– Нет, вас ввели в заблуждение. Вальдес не заходил к нам в “Универсаль”. Мало того, как мне только что сказали, он вообще никогда в нашей редакции не появлялся. Все мы журналисты, но работаем очень по-разному, понимаете?
– Кажется, да. Что ж, нам не повезло.
– Это все?
– Боюсь, что да.
– Инспектор, я сейчас дам вам один совет и надеюсь, вы примете его без обиды. Если у полиции появляется некая информация и нужно с ней разобраться, вам незачем встречаться непосредственно со мной. Моя секретарша или любой из редакторов помогут вам не хуже меня. Только не подумайте, будто я не хочу с вами сотрудничать, у меня очень хорошие отношения с полицией; мало того, я поддерживаю постоянную связь с министром внутренних дел, с вашим то есть министром. Но на самом деле я всегда слишком занят…
– Отлично вас понимаю.
– А от кого вы, кстати, получили эту информацию?
– Простите, сеньор Ногалес, но и я тоже имею право не раскрывать служебные тайны. Надеюсь, вы понимаете…
– Разумеется. Я провожу вас до выхода.
– А мы могли бы пройтись по редакции? Мы никому не станем мешать, но мне, если честно, очень любопытно узнать, что представляет из себя газета изнутри.
В первый раз я заметила тень сомнения на его лице. Но он быстро принял решение:
– Я попрошу мою секретаршу послужить вам гидом.
– Великолепно! Будем вам искренне признательны.
Пока мы ждали секретаршу, Гарсон буркнул мне на ухо:
– Ну и тип! Прямо облагодетельствовал нас.

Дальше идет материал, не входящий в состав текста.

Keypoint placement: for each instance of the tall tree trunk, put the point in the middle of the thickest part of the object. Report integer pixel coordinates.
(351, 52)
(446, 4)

– Молчите, Фермин, – прошептала я. – Будем вести себя очень мягко и очень вежливо. И смотрите в оба, вдруг заметите кого-то, кто подпадает под то же описание, что и Ногалес. Это мы должны непременно проверить.
Но проверка не дала никаких результатов. Ни одного человека, отвечающего вербальному портрету, сделанному хозяином кафе, мы больше не встретили. Нужным нам персонажем был Андрес Ногалес – и я была бы готова прозакладывать свою добродетель, сохранись она у меня, что тут мы не ошибались. Уверенность моя была столь твердой, что, покидая редакцию, я задумалась, а не даем ли мы виновному шанс скрыться. Но спешить было нельзя, ведь пока у нас в руках не имелось против Ногалеса ничего конкретного, мало того, не имелось даже четкого представления о характере его преступления.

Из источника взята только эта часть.